Der Autor hat dabei bewusst den untersuchten Zeitraum nicht – wie z.B. die Darstellung Botzenharts – auf die Ereignisse zwischen Februarrevolution und Juniaufstand begrenzt, da er davon ausgeht, dass eine Untersuchung des Scheiterns nicht ohne die breitere Perspektive auf die von Leveque treffend als „revolutionäre Krise der Jahre 1848-51“ bezeichnete gesamte Zweite Republik als Produkt der Februarrevolution auskommt[5].

Sowohl Darstellung wie Analyse sind dabei nicht mit dem Anspruch der Vollständigkeit unternommen worden: Die Darstellung der Geschichte der Zweiten Republik soll nicht als Totalgeschichte, sondern als problemgeschichtliche Hinführung auf die Analyse der Ursachen des Scheiterns dienen, die wiederum im Rahmen einer Seminararbeit nur die, nach Meinung des Autors sowie Gewichtung in der Literatur bedeutsamsten Faktoren des Scheitern beleuchten kann.

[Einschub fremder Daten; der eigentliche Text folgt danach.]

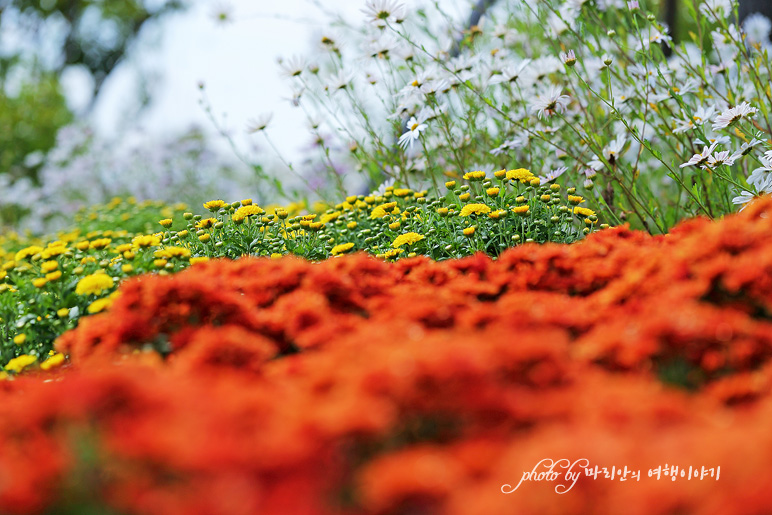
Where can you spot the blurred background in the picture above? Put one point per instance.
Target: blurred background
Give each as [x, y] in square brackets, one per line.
[136, 97]
[165, 99]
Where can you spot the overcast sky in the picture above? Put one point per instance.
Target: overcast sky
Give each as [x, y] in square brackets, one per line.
[236, 61]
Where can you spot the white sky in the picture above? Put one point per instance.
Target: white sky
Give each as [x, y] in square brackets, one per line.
[236, 61]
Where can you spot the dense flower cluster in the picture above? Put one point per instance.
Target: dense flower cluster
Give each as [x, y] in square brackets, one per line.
[359, 386]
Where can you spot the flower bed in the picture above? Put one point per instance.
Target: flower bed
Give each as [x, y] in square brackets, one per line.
[360, 386]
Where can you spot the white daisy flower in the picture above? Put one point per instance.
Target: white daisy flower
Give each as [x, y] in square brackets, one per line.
[510, 73]
[716, 8]
[259, 124]
[414, 130]
[381, 12]
[293, 66]
[549, 102]
[757, 28]
[721, 158]
[730, 116]
[701, 158]
[554, 174]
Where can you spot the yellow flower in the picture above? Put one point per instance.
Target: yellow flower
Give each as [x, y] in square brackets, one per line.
[391, 253]
[474, 176]
[100, 243]
[382, 210]
[49, 266]
[206, 223]
[54, 250]
[521, 210]
[521, 174]
[245, 211]
[53, 361]
[340, 249]
[214, 205]
[94, 284]
[407, 239]
[27, 252]
[172, 252]
[476, 209]
[146, 240]
[20, 363]
[583, 211]
[329, 217]
[99, 305]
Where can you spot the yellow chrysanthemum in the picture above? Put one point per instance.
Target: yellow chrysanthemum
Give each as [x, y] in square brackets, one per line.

Hinsichtlich der Literaturlage sind die ausführlichsten Darstellungen – neben den veralteten Werken zu Revolution und Zweiter Republik von Girard (1968), De Luna (1969), Godechot (1971), Price (1972, 1975), Vigier (1979) und Murat (1987) – vor allem bei Langewiesche (1989) und Haupt et al. (2002) zu finden. Aktuelle Analysen zu Teilaspekten, v.a. des Scheiterns bieten besonders Leveque (1998), Dipper (1998) und Gersmann (1998); daneben allgemeiner in gesamteuropäischer Perspektive Timmermann (1999) und Hachtmann (2002). Eine neues Werk zu 1848 in Frankreich von Michael Fortescue erscheint im Dezember 2004 in London.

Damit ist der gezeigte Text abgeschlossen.